1. Mrs. Nicklebee - 15, December 2006

Good for you, BC! Get that tree up – and wear long sleeves so you don’t scratch yourself to death in the process. And if you decide to behave like the Grinch later, Mr. BC will still have the tree. 😉

It’s so good to hear that you and Mr. BC are stronger since the loss of your baby. Sometimes that isn’t the case. You sound like a great pair. 🙂

So today’s the day, huh? I don’t think you’ve shared what your due date was and I have wondered where you would’ve been in relation to that.

Calcium and Magnesium can be very helpful for the crampy yuckies, as well as B Complex. Calcium helps with the cramps, Magnesium helps with cravings and … I forget what else, and B vitamins help to regulate hormones and also have a calming affect so that everything in the whole wide world doesn’t seem so awful.

Thank you for sharing your pain and I’m sorry for it at the same time.

(((((BC))))), hugs, chocolate and a gigantic box of Puffs Plus to you. (Sorry, I couldn’t find just a plain image.
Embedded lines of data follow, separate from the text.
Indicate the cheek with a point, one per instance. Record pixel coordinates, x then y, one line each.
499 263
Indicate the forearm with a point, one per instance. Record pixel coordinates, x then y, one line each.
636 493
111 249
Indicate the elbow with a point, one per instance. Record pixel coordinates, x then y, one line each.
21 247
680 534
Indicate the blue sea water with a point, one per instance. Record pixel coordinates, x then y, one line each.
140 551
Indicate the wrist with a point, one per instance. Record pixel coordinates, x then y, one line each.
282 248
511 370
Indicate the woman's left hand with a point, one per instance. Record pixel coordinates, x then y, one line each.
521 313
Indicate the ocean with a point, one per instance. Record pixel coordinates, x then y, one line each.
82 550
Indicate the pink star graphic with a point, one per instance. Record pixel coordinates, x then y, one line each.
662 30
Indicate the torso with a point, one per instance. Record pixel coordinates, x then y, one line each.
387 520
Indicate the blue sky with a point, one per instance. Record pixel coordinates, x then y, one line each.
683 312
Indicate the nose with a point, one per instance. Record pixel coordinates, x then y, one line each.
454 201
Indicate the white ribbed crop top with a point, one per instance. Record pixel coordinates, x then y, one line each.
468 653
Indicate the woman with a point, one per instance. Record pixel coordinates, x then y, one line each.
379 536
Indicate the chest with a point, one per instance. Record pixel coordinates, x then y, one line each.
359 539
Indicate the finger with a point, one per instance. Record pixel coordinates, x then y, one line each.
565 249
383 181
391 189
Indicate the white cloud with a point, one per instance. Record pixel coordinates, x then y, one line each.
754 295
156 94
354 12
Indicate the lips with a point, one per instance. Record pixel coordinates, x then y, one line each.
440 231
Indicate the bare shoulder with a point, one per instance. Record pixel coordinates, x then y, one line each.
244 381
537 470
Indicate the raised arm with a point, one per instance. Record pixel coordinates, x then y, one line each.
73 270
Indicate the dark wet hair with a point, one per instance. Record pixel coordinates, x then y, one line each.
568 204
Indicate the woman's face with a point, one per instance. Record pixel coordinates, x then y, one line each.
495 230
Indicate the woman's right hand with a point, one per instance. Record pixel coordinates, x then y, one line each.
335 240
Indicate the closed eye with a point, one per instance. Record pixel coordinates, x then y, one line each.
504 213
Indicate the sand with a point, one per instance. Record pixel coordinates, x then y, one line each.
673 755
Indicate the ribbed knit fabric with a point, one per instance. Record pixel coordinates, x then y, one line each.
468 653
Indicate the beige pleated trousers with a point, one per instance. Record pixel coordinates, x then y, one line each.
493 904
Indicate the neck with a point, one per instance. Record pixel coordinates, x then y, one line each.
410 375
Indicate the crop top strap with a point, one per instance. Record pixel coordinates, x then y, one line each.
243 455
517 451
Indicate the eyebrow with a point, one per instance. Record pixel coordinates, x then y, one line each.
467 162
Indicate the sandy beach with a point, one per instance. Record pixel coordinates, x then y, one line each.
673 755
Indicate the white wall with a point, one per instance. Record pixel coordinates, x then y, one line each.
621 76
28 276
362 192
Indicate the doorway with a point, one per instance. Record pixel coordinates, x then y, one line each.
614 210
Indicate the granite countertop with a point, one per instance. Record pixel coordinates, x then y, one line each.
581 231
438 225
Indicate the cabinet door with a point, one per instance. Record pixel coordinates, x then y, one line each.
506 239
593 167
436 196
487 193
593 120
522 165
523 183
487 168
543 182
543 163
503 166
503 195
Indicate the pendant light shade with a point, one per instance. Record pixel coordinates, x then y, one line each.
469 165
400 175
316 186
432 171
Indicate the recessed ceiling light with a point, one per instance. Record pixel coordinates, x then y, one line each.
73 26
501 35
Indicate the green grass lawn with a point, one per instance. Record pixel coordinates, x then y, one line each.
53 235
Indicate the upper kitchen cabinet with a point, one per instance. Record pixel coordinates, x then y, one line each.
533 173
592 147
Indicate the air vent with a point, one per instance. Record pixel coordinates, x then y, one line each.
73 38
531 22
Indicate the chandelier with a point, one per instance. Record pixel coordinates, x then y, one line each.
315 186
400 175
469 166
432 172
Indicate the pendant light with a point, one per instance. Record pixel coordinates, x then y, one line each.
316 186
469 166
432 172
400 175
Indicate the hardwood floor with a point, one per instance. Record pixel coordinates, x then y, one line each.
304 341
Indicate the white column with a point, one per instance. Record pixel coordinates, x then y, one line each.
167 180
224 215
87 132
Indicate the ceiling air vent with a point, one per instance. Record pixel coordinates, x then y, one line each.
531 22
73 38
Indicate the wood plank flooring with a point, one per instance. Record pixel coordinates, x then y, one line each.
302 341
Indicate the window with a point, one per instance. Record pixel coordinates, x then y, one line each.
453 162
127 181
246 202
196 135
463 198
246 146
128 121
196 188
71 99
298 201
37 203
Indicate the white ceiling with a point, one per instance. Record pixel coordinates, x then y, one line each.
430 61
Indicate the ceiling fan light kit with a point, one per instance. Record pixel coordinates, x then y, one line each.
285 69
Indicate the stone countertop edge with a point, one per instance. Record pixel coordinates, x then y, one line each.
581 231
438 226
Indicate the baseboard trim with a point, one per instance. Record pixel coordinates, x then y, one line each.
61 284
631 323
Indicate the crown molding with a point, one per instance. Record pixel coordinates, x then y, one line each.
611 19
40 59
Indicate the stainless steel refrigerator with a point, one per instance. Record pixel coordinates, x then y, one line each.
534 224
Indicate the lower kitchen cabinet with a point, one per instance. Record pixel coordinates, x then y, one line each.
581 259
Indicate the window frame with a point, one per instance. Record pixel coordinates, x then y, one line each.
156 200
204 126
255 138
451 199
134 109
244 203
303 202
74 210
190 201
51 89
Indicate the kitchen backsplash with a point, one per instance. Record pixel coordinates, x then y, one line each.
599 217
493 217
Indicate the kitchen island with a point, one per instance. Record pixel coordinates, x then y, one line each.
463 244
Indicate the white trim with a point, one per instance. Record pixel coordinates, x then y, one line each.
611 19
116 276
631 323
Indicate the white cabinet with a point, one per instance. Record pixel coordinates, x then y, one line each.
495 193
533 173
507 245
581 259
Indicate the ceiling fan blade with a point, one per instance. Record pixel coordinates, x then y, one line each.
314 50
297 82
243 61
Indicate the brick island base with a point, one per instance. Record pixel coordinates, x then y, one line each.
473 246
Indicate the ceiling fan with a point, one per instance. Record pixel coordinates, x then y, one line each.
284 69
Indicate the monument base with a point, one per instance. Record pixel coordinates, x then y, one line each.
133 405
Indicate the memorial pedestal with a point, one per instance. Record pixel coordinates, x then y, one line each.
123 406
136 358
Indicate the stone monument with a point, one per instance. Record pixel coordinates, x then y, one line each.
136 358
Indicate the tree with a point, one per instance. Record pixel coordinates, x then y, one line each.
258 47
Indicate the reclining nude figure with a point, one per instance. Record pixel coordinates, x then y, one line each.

Had to have all the excess website junk with it.)

2. babychaos - 15, December 2006

Well I know it was conceived on 19th March and I lost it over the week of 8-10th May so I reckoned it was due sometime this or last week… No exact date, exactly but even though I was aware it might get me a bit, it’s got me worse than I thought it would.

I usually take Evening Primrose Oil with added GLAAAA for my barking periodness but I binned it in favour of Mum to Be herb and vitimin supplements which said you shouldn’t take it with anything else!

I think I’m pretty lucky. What with the Mr BC thing, it’s fairly obvious to me how there have been positive results… apart from my poor car, they made a really duff job of patching it up! Not duff enough to complain but pretty crap nonetheless.

Anyhoo… the tree’s plastic so I’m off to decorate it now and to wrap up nephew and brother’s light sabres and sister-in-law’s Take That album! Thank you for the hugs – hugs to you too.

Cheers

BC

3. lea alissa - 18, December 2006

Sounds like you’re in much better shape than I am. I don’t even plan to put up a plastic tree..My Mister makes me laugh all the time too, but it got me wondering about whether he might be the one who actually needs to be cheered up. Mr. BC might need a bit of cheer too..and not having the Grinch next to him might just be the ticket! 🙂

4. babychaos - 19, December 2006

I’m hoping so… although I have a touch of the lurghi now so I’m in bed with a runny nose feeling sorry for myself.